CSC 470 Data Mining Fall 2005

Assignment 2                                        Data Mining Programming                                

20 points – double other assignments, because it will be a lot more work.

 

Assigned: 09/22/05

Due:         11/03/05   AT THE START OF CLASS.

IF NOT TURNED IN AT THE START OF CLASS, YOU WILL BE CONSIDERED LATE!!!

Note, that at least assignment 3 will also be assigned during this time-frame, and this task will probably be challenging, so DON’T PUT THIS OFF!!

Groups: You may work alone or in pairs for this assignment.

 

Task:

  1. Write your own version of the OneR algorithm using any programming language which you choose. 
  2. In order to receive an A grade on this assignment, your program needs to be able to read from ARFF files (any ARFF file, subject to simplifications discussed below).

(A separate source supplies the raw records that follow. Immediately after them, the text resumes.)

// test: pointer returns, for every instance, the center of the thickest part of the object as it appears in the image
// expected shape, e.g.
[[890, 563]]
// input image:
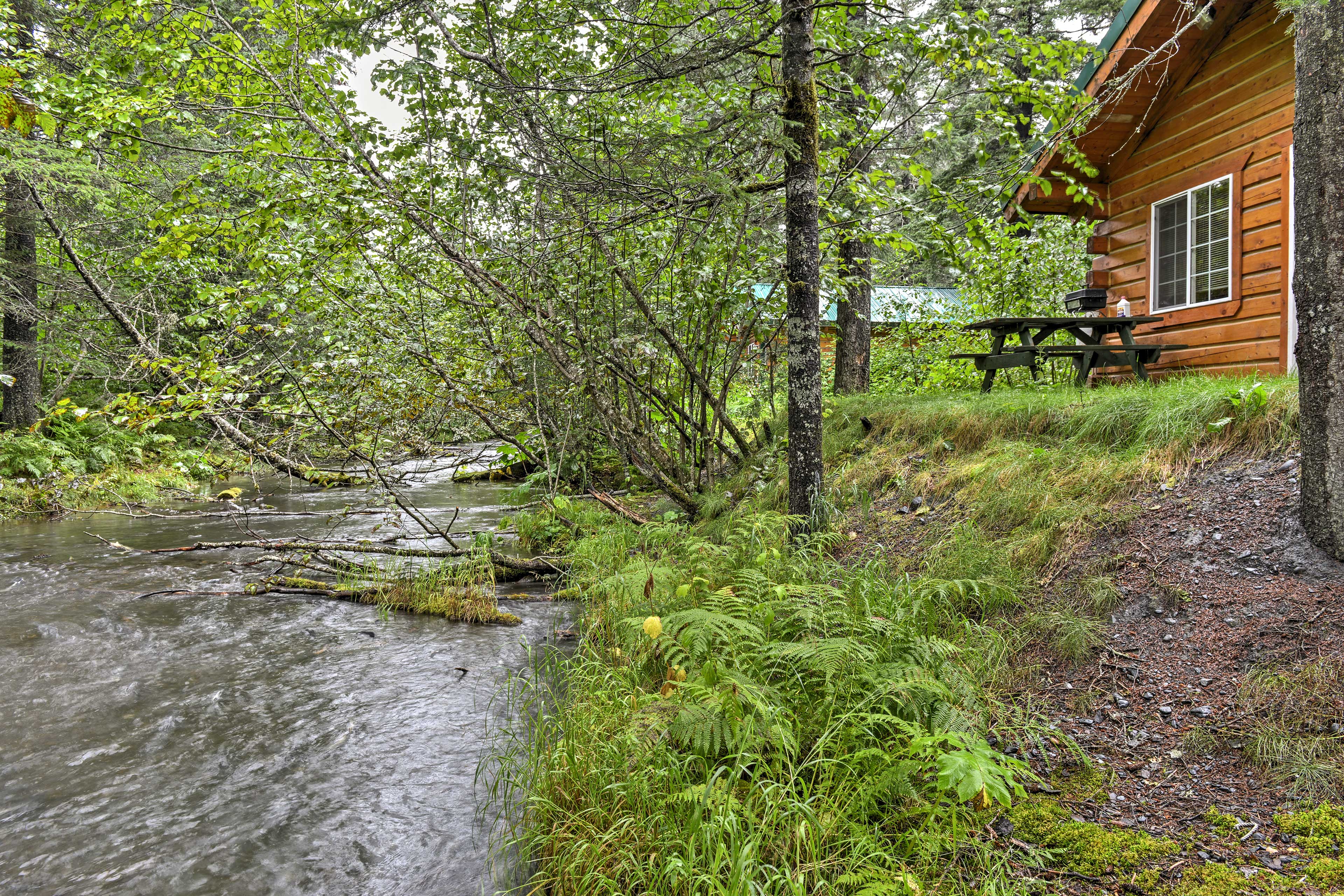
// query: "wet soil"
[[1217, 577]]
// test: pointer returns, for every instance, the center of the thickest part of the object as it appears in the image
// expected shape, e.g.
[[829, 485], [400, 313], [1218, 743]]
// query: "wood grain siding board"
[[1252, 35], [1267, 115], [1238, 104], [1163, 179], [1222, 105], [1262, 238], [1262, 192]]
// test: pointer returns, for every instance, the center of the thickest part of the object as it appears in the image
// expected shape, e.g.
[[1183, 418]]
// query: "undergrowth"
[[752, 715], [85, 464]]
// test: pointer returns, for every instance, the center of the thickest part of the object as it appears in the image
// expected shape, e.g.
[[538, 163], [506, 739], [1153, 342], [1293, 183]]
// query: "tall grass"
[[749, 715]]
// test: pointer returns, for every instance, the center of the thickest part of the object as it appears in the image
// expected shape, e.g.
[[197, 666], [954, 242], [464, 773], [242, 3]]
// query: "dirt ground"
[[1217, 577]]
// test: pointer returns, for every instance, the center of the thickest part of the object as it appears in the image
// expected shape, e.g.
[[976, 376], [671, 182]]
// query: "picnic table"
[[1088, 354]]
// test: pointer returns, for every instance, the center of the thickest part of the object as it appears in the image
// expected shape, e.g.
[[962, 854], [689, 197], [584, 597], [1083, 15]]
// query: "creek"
[[243, 745]]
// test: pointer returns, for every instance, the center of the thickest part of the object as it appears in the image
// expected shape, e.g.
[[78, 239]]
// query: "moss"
[[1086, 784], [1221, 880], [1327, 874], [115, 487], [1318, 831], [1085, 847]]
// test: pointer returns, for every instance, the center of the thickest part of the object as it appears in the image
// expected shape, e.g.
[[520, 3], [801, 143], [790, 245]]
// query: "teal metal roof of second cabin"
[[897, 304]]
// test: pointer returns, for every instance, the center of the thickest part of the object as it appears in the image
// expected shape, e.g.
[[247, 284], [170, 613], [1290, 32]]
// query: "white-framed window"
[[1193, 246]]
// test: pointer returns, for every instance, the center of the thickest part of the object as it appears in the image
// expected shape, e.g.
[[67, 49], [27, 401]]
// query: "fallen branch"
[[616, 507], [542, 566]]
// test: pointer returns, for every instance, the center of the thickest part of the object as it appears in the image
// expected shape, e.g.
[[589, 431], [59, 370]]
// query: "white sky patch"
[[369, 100]]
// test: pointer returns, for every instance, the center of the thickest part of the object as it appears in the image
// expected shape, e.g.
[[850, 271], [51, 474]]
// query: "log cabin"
[[1193, 144]]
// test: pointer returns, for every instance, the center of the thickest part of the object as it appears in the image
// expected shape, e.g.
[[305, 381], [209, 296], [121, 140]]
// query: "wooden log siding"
[[1234, 116]]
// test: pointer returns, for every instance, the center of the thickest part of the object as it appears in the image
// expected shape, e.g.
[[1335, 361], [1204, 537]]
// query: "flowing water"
[[240, 745]]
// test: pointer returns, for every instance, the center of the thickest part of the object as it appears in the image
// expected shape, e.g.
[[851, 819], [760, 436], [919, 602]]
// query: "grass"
[[749, 715], [116, 485], [85, 465]]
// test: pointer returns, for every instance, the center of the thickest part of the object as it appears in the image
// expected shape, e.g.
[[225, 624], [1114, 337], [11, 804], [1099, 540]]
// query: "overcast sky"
[[369, 100]]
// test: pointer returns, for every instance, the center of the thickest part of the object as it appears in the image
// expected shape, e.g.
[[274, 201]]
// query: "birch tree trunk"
[[804, 261], [1319, 280], [21, 282], [854, 311]]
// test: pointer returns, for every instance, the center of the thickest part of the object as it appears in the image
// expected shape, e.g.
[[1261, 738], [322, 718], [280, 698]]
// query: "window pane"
[[1171, 253], [1211, 244]]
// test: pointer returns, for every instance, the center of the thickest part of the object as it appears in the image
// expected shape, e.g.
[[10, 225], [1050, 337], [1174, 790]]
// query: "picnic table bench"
[[1088, 354]]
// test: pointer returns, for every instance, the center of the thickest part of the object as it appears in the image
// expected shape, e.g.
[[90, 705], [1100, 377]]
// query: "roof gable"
[[1150, 54]]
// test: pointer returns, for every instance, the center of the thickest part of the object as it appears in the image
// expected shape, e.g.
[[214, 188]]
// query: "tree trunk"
[[804, 260], [21, 285], [854, 312], [1319, 280]]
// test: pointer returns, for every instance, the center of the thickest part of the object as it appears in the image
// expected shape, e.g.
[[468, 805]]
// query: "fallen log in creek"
[[425, 597], [537, 566]]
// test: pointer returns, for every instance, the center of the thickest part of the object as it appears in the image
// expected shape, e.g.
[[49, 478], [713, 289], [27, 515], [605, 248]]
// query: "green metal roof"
[[1108, 42], [897, 304]]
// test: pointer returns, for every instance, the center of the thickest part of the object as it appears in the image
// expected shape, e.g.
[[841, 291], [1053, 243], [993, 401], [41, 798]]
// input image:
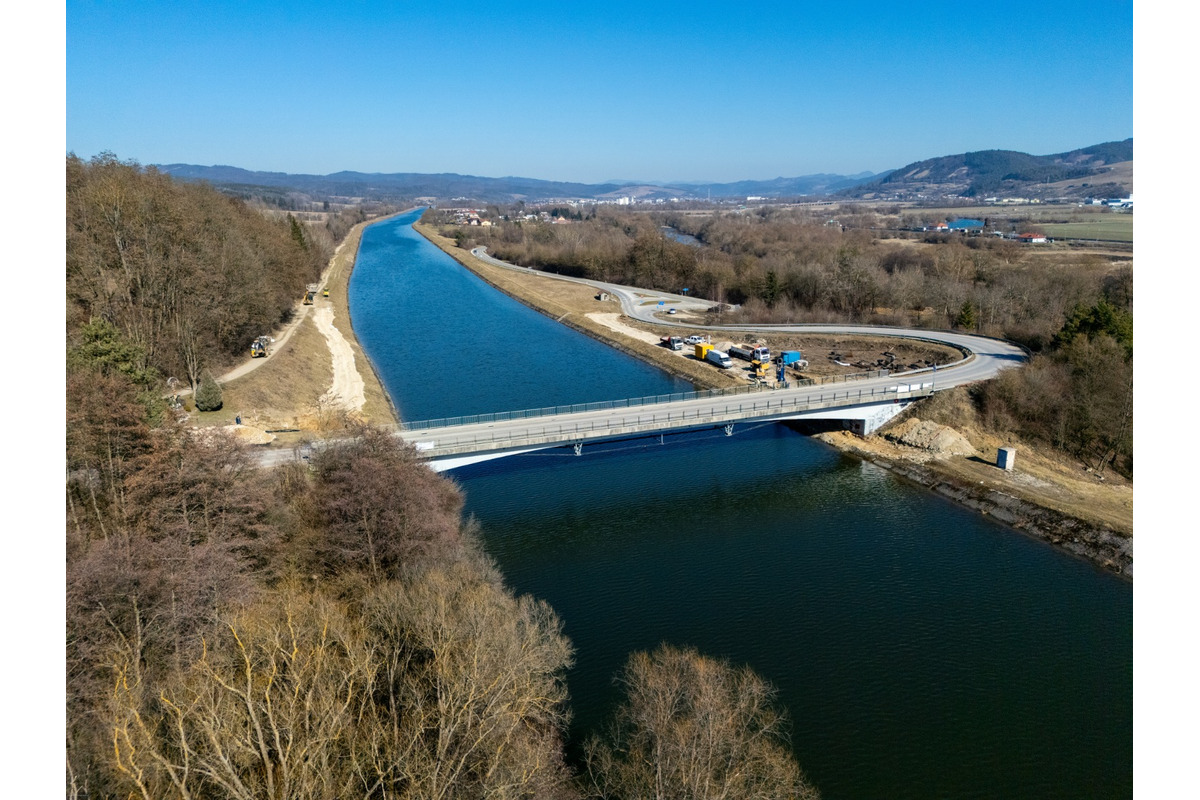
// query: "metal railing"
[[766, 404], [633, 402]]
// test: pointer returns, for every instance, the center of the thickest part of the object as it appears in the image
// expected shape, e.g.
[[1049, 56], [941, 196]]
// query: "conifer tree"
[[208, 396]]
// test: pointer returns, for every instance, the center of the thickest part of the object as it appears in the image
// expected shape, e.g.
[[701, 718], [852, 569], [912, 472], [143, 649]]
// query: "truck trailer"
[[718, 358], [750, 353], [672, 342]]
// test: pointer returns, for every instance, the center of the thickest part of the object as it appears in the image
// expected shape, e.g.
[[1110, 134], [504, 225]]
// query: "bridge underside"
[[861, 420]]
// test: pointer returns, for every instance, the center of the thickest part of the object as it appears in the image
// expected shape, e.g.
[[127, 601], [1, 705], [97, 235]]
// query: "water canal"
[[921, 650]]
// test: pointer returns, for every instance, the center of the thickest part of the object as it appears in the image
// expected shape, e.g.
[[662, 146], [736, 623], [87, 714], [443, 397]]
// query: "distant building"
[[965, 224]]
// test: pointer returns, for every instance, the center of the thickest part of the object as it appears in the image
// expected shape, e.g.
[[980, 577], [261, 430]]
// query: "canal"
[[921, 650]]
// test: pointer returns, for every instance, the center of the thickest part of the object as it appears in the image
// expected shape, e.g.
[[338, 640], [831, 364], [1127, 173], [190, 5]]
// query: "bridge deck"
[[516, 433]]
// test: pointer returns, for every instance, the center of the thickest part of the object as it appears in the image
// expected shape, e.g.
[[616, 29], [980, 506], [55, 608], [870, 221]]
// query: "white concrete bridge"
[[862, 404]]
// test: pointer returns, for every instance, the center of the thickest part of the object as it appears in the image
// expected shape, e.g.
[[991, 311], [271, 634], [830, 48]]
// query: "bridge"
[[862, 402]]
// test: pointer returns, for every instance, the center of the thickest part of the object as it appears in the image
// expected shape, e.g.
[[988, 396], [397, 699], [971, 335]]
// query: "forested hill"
[[185, 274], [1101, 170]]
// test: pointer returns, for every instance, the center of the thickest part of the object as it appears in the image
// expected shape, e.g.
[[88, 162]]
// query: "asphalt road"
[[983, 359]]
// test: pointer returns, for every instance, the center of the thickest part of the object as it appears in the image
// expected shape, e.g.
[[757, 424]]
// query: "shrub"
[[208, 396]]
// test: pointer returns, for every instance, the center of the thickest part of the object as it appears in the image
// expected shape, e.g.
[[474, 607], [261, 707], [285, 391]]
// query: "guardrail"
[[633, 402], [772, 405]]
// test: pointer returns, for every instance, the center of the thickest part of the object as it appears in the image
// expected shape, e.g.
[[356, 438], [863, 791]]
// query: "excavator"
[[258, 347]]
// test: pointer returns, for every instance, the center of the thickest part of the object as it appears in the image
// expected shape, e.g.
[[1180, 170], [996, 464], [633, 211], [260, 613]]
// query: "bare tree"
[[694, 727]]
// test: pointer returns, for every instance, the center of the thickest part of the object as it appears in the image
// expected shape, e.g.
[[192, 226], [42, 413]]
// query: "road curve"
[[984, 358]]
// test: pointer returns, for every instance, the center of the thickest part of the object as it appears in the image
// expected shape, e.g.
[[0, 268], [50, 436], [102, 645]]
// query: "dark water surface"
[[921, 650]]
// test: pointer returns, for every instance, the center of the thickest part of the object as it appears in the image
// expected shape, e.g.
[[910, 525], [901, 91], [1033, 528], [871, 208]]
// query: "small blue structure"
[[965, 224]]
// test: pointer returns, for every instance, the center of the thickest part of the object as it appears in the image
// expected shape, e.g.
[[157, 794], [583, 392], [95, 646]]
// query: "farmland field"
[[1115, 228]]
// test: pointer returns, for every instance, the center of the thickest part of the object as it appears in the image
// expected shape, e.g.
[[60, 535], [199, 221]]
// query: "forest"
[[329, 629], [1073, 310]]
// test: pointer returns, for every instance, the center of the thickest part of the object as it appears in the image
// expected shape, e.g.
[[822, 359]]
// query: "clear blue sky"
[[591, 91]]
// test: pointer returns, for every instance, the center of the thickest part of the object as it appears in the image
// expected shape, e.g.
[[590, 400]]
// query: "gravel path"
[[348, 389]]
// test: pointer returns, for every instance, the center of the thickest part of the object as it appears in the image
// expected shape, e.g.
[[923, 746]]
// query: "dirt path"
[[613, 322], [301, 311], [348, 390]]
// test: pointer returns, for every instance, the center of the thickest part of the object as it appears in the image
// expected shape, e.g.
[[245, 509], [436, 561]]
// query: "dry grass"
[[286, 391], [1042, 476]]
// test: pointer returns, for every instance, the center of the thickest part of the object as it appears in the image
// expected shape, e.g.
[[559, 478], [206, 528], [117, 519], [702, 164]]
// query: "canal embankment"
[[1045, 495]]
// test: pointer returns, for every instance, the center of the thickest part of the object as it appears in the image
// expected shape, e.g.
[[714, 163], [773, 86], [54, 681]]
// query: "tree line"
[[184, 272], [335, 630], [327, 629], [847, 265]]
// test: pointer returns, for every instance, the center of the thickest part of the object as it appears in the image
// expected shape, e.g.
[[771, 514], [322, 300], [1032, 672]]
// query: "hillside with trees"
[[189, 276], [1081, 173], [855, 264], [328, 629]]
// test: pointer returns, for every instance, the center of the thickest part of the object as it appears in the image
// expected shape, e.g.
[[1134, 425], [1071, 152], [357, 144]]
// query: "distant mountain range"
[[1099, 170]]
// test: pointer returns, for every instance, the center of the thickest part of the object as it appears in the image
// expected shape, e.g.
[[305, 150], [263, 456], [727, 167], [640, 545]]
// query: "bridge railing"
[[633, 402], [649, 420]]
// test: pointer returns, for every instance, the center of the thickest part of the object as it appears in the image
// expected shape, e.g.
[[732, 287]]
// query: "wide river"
[[921, 650]]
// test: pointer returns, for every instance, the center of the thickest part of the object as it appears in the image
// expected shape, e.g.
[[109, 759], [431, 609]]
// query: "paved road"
[[983, 359], [985, 356]]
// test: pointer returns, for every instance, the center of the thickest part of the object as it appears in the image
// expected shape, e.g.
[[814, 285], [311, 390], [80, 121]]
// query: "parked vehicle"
[[792, 359], [719, 359], [750, 353]]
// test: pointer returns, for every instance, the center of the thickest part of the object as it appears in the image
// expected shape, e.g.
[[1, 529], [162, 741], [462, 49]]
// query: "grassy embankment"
[[1086, 222], [286, 391], [1043, 477]]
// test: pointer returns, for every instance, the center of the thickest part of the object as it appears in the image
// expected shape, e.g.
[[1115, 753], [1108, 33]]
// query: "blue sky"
[[592, 91]]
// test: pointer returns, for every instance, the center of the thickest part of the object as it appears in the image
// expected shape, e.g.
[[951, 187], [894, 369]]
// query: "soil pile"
[[936, 439]]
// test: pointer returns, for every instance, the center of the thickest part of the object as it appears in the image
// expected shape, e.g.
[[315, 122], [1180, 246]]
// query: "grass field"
[[1115, 228]]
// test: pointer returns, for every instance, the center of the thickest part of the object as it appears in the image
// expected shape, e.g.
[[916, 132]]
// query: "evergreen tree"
[[208, 396], [966, 318]]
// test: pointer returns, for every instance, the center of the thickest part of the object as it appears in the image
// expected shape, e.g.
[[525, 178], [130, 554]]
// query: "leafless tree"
[[694, 727]]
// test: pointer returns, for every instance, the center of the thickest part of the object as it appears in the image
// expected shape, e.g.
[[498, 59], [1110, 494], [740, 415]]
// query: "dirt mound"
[[250, 434], [936, 439]]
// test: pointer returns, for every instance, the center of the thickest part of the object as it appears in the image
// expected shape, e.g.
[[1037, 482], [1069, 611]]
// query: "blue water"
[[447, 344], [921, 649]]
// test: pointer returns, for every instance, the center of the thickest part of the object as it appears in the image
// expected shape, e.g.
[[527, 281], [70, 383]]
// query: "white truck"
[[719, 359], [750, 353]]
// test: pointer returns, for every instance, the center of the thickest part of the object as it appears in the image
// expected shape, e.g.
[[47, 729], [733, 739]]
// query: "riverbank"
[[317, 378], [1045, 495]]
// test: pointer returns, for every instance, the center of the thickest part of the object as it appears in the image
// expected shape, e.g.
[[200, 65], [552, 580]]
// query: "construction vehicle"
[[718, 358], [793, 359], [750, 353], [258, 347]]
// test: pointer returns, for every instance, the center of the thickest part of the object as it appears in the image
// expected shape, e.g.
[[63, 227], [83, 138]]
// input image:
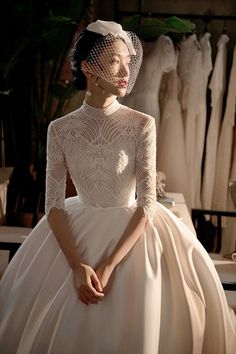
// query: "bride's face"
[[112, 69]]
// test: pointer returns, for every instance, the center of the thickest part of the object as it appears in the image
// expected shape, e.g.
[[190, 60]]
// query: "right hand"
[[87, 284]]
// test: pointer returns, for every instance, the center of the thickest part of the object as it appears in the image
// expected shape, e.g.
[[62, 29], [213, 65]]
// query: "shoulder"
[[140, 118]]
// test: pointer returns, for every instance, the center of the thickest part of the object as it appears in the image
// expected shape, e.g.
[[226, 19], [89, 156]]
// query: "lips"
[[122, 83]]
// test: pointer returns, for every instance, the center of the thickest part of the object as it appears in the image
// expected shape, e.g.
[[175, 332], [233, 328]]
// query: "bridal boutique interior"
[[187, 83]]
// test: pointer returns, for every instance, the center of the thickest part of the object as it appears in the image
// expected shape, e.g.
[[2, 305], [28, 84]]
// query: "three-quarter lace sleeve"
[[146, 168], [55, 173]]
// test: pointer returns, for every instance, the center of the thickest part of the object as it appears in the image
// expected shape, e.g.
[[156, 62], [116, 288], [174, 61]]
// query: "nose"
[[124, 71]]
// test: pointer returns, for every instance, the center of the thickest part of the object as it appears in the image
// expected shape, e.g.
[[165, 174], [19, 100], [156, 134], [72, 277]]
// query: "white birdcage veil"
[[100, 57]]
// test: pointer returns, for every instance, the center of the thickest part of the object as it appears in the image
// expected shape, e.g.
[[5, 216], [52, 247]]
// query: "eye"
[[114, 61]]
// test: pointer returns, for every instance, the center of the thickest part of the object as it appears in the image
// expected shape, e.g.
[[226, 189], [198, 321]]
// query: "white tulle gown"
[[164, 297]]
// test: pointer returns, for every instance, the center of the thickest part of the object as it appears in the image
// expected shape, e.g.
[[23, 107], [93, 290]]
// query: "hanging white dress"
[[190, 74], [224, 158], [206, 69], [217, 86], [170, 142], [144, 95], [224, 151], [229, 232], [164, 297]]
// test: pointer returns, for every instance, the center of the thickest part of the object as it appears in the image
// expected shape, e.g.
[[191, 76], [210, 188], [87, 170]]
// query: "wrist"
[[112, 262], [75, 263]]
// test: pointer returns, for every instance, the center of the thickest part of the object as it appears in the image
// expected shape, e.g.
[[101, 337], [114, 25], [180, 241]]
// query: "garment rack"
[[205, 17]]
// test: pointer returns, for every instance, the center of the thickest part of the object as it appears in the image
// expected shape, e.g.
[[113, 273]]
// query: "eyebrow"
[[120, 55]]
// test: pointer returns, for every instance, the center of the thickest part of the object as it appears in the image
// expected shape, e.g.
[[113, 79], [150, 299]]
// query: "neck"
[[100, 99]]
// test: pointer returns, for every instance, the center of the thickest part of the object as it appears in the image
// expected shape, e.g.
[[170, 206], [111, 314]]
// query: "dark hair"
[[82, 47]]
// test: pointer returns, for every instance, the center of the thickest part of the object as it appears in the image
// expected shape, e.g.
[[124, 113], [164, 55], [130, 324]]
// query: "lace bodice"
[[109, 153]]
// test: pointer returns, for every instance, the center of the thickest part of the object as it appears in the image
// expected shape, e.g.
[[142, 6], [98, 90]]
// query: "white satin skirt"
[[165, 297]]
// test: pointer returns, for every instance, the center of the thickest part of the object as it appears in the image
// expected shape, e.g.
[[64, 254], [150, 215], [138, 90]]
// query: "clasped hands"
[[89, 283]]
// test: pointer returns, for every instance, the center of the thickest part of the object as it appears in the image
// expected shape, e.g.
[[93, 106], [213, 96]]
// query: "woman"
[[105, 273]]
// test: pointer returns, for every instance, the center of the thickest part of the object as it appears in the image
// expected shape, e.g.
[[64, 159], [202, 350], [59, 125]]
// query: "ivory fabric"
[[217, 86], [189, 71], [225, 146], [171, 157], [164, 297], [205, 70], [145, 94]]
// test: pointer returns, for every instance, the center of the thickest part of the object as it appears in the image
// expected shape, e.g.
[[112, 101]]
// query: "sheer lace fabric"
[[109, 153]]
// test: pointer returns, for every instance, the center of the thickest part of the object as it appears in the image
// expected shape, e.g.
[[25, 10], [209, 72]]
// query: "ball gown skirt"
[[165, 296]]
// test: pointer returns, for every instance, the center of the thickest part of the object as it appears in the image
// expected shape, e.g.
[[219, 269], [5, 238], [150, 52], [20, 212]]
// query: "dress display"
[[164, 297], [190, 74], [145, 94], [225, 145], [170, 141], [206, 69], [217, 86]]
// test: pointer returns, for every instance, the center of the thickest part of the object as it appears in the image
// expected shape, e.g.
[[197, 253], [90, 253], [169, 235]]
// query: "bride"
[[110, 271]]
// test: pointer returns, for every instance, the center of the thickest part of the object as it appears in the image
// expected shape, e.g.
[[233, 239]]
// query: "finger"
[[92, 294], [96, 282], [93, 289], [83, 299], [87, 296]]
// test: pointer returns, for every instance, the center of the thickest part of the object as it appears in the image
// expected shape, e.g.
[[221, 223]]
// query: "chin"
[[121, 92]]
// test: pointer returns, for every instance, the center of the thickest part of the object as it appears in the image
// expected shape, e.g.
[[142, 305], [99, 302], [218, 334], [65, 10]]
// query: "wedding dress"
[[164, 297], [170, 141], [145, 94], [189, 71], [217, 86], [205, 70]]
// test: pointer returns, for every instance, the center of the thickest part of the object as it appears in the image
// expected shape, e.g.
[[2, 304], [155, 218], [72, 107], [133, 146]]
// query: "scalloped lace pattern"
[[109, 153]]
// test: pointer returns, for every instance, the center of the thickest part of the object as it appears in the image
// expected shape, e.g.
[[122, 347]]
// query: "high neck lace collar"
[[101, 112]]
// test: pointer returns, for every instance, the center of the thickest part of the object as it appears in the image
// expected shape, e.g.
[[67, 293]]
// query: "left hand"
[[104, 272]]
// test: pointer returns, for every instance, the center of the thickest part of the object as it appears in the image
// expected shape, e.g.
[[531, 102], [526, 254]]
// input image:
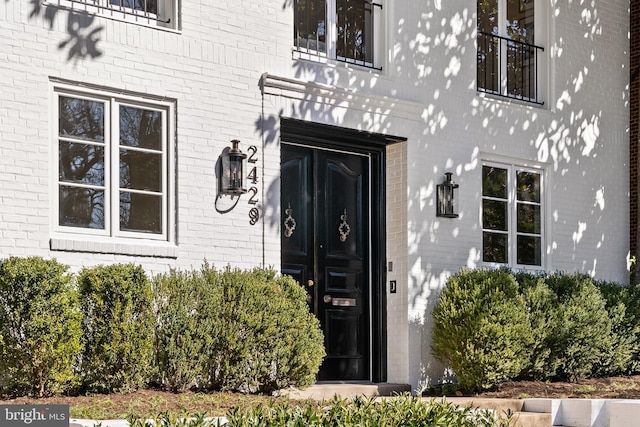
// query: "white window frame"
[[112, 232], [331, 36], [512, 220], [166, 18], [541, 38]]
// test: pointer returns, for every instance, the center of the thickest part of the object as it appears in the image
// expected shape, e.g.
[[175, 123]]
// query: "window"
[[157, 13], [344, 30], [509, 62], [113, 166], [512, 216]]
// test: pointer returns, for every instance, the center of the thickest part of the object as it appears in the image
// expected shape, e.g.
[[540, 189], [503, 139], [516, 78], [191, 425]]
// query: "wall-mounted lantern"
[[231, 165], [446, 198]]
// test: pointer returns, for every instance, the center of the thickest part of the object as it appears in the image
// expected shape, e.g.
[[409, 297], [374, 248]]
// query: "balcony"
[[508, 68]]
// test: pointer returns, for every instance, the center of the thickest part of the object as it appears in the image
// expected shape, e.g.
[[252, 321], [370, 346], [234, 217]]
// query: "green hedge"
[[116, 301], [113, 329], [40, 334], [249, 331], [401, 411], [495, 325], [481, 328]]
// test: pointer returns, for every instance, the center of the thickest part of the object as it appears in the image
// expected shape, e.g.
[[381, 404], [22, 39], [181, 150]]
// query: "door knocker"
[[289, 222], [344, 228]]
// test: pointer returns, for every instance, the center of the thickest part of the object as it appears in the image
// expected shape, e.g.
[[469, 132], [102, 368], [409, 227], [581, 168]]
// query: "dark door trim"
[[372, 144]]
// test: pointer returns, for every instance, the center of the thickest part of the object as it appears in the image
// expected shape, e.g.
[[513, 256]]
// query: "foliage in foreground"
[[40, 334], [492, 326], [112, 329], [249, 331], [401, 411], [118, 327]]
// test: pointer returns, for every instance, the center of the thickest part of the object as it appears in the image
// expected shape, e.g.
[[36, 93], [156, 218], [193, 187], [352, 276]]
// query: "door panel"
[[326, 194]]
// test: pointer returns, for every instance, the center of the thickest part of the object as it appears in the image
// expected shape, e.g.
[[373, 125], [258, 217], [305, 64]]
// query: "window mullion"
[[502, 46], [513, 215], [332, 28], [114, 166]]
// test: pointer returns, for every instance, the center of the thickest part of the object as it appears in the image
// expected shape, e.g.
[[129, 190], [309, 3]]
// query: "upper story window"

But, I encourage you to put a higher priority on the core algorithm.  It is better to have a program that carries out OneR but cannot read a ARFF file than to have one that attempts to open an ARFF file and fails, not displaying any ability to do OneR.
  3. Your program should divide the data into training and test, and report accuracy of predictions on test data. It should also report the Rule/ Tree Stub learned.
  4. I am willing to offer up to 20% extra credit for successfully carrying out full 10-fold cross validation and display of confusion matrix.  However, I am only offering this if the rest of your program basically works (few, if any, mistakes). Focus on your main task first.

Simplifications:

  1. Data only includes nominal attributes (as OneR expects).  You need not handle numeric attributes by discretizing data.
  2. No missing values in data.
  3. The last attribute in the data is ALWAYS the one to predict. No user options for anything else are needed.
  4. As mentioned in #4 under task, cross validation is not necessary; do one training and one test (90% of data for training; 10% for test)
  5. As mentioned in #4 under task, producing a confusion matrix as an output is not necessary. Accuracy alone is sufficient.

 

Notes:

  1. Your program should give intermediate output showing what is happening as it runs, in order for me to follow its behavior and performance.
  2. If your program doesn’t read from ARFF files, it should read from some sort of general structure for files, so that your program can be tried on more than one set of data.
  3. If you plan on using Java, but do not have much background in reading from files, I will try to post a simple file reading example on my WWW page.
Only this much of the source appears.